4. Assign your first task
Create an issue from the board (or via multica issue create), then assign it to your new agent. The agent will automatically pick up the task, execute it on your runtime, and report progress — just like a human teammate.
CLI
The multica CLI connects your local machine to Multica — authenticate, manage workspaces, and run the agent daemon.
| Command | Description |
|---|---|
multica login |
Authenticate (opens browser) |
multica daemon start |
Start the local agent runtime |
multica daemon status |
Check daemon status |
multica setup |
One-command setup for Multica Cloud (configure + login + start daemon) |
multica setup self-host |
Same, but for self-hosted deployments |
multica workspace list |
List your workspaces (current is marked with *) |
multica workspace switch <id|slug> |
Switch the default workspace for this profile |
multica issue list |
List issues in your workspace |
multica issue create |
Create a new issue |
multica update |
Update to the latest version |
See the CLI and Daemon Guide for the full command reference.
Architecture
┌──────────────┐ ┌──────────────┐ ┌──────────────────┐
│ Next.js │────>│ Go Backend │────>│ PostgreSQL │
│ Frontend │<────│ (Chi + WS) │<────│ (pgvector) │
└──────────────┘ └──────┬───────┘ └──────────────────┘
│
┌──────┴───────┐
│ Agent Daemon │ runs on your machine
└──────────────┘ (Claude Code, Codex, GitHub Copilot CLI,
OpenCode, OpenClaw, Hermes, Gemini, Pi,
Cursor Agent, Kimi, Kiro CLI, Qoder CLI, Trae CLI)
| Layer | Stack |
|---|---|
| Frontend | Next.js 16 (App Router) |
| Backend | Go (Chi router, sqlc, gorilla/websocket) |
| Database | PostgreSQL 17 with pgvector |
| Agent Runtime | Local daemon executing Claude Code, Codex, GitHub Copilot CLI, OpenClaw, OpenCode, Hermes, Gemini, Pi, Cursor Agent, Kimi, Kiro CLI, Qoder CLI, or Trae CLI |
Development
For contributors working on the Multica codebase, see the Contributing Guide.
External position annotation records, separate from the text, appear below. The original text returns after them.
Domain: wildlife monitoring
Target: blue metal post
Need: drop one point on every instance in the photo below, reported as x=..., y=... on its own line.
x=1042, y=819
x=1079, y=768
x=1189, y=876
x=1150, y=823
Prerequisites: Node.js v20+, pnpm v10.28+, Go v1.26+, Docker
make dev
make dev auto-detects your environment (main checkout or worktree), creates the env file, installs dependencies, sets up the database, runs migrations, and starts all services.
See CONTRIBUTING.md for the full development workflow, worktree support, testing, and troubleshooting.
An iOS mobile client lives in apps/mobile/ — see its README for how to build it onto your own iPhone.